Ao tentar justificar a negociação com a Tirreno — uma empresa recém-criada e sem histórico financeiro — Vorcaro afirmou que a confiança vinha, na verdade, de uma suposta ligação com a Cartos, empresa experiente no setor. A explicação, porém, foi desmontada durante a oitiva: a Cartos negou ter originado os créditos, a Tirreno nunca movimentou recursos e o Master admitiu que não repassou nenhum valor, mesmo após receber bilhões do BRB.
A situação se agravou quando Vorcaro reconheceu que o dinheiro pago pelo banco público “ficou dentro do Master” e que não sabe explicar a real origem das carteiras vendidas. Apesar da ausência de documentação, o banqueiro confirmou que seguiu negociando novos contratos com a Tirreno, elevando a operação para cifras ainda maiores, mesmo após alertas internos e questionamentos do Banco Central.

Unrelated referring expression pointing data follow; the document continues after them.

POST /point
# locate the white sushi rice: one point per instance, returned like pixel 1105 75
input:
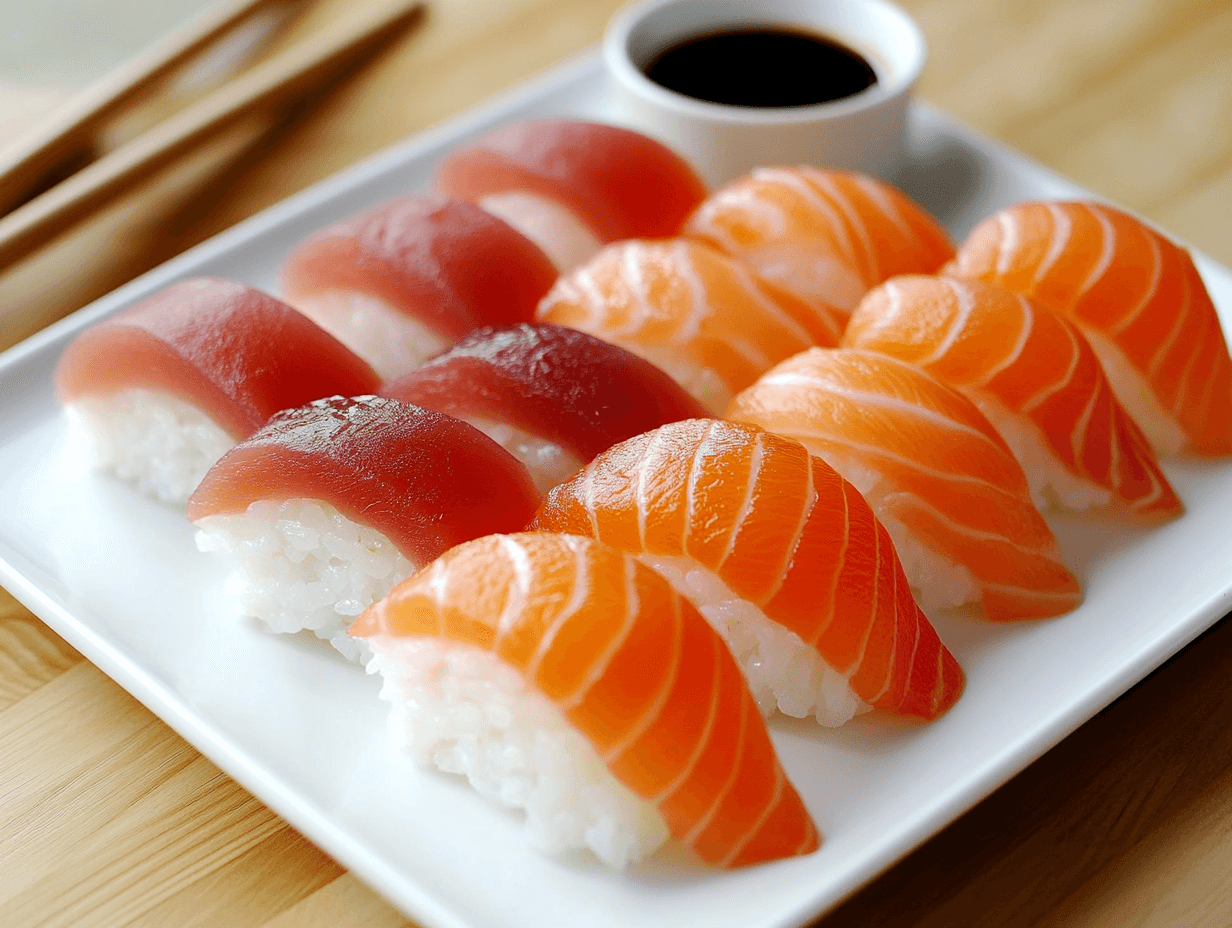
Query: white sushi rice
pixel 465 711
pixel 1052 484
pixel 388 339
pixel 558 232
pixel 548 464
pixel 1136 396
pixel 936 581
pixel 163 444
pixel 782 672
pixel 299 563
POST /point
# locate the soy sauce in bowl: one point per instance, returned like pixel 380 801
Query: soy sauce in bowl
pixel 761 67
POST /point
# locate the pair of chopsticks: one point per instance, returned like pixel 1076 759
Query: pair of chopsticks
pixel 285 79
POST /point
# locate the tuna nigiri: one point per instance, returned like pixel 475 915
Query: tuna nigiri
pixel 553 397
pixel 566 678
pixel 157 393
pixel 780 553
pixel 693 311
pixel 325 508
pixel 1035 377
pixel 405 279
pixel 823 234
pixel 936 473
pixel 1136 296
pixel 572 186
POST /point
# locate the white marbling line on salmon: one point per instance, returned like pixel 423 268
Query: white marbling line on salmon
pixel 577 599
pixel 1179 322
pixel 877 451
pixel 771 306
pixel 853 223
pixel 1081 428
pixel 1148 293
pixel 518 592
pixel 1026 327
pixel 957 324
pixel 1049 390
pixel 643 468
pixel 654 710
pixel 879 563
pixel 886 203
pixel 1105 256
pixel 1008 245
pixel 700 454
pixel 1062 234
pixel 776 795
pixel 797 535
pixel 882 401
pixel 821 203
pixel 1047 549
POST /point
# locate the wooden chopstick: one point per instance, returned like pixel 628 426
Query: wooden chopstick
pixel 279 81
pixel 72 126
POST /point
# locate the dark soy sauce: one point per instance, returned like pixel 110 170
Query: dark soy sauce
pixel 761 67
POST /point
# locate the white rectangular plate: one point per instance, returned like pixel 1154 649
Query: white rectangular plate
pixel 120 578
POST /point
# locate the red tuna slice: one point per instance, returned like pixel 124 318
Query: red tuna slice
pixel 235 353
pixel 402 281
pixel 425 481
pixel 617 183
pixel 557 386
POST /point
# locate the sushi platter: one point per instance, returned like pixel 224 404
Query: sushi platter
pixel 120 578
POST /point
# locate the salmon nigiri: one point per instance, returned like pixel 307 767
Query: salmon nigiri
pixel 1035 377
pixel 699 314
pixel 780 553
pixel 563 677
pixel 1136 296
pixel 325 508
pixel 934 470
pixel 159 392
pixel 408 277
pixel 553 397
pixel 823 234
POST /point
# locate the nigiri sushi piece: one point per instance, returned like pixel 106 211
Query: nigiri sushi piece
pixel 572 186
pixel 823 234
pixel 409 277
pixel 1033 375
pixel 688 308
pixel 1136 296
pixel 780 553
pixel 936 473
pixel 328 505
pixel 563 677
pixel 551 396
pixel 159 392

O depoimento também indica que o BRB tinha conhecimento das inconsistências nos papéis, mas continuou adquirindo ativos do Master, que posteriormente substituiu créditos de alta liquidez por outros de menor valor e retorno. Para investigadores, o conjunto das declarações reforça indícios de uma engenharia financeira caótica, sem lastro claro, e amplia o foco das apurações sobre a responsabilidade das instituições envolvidas.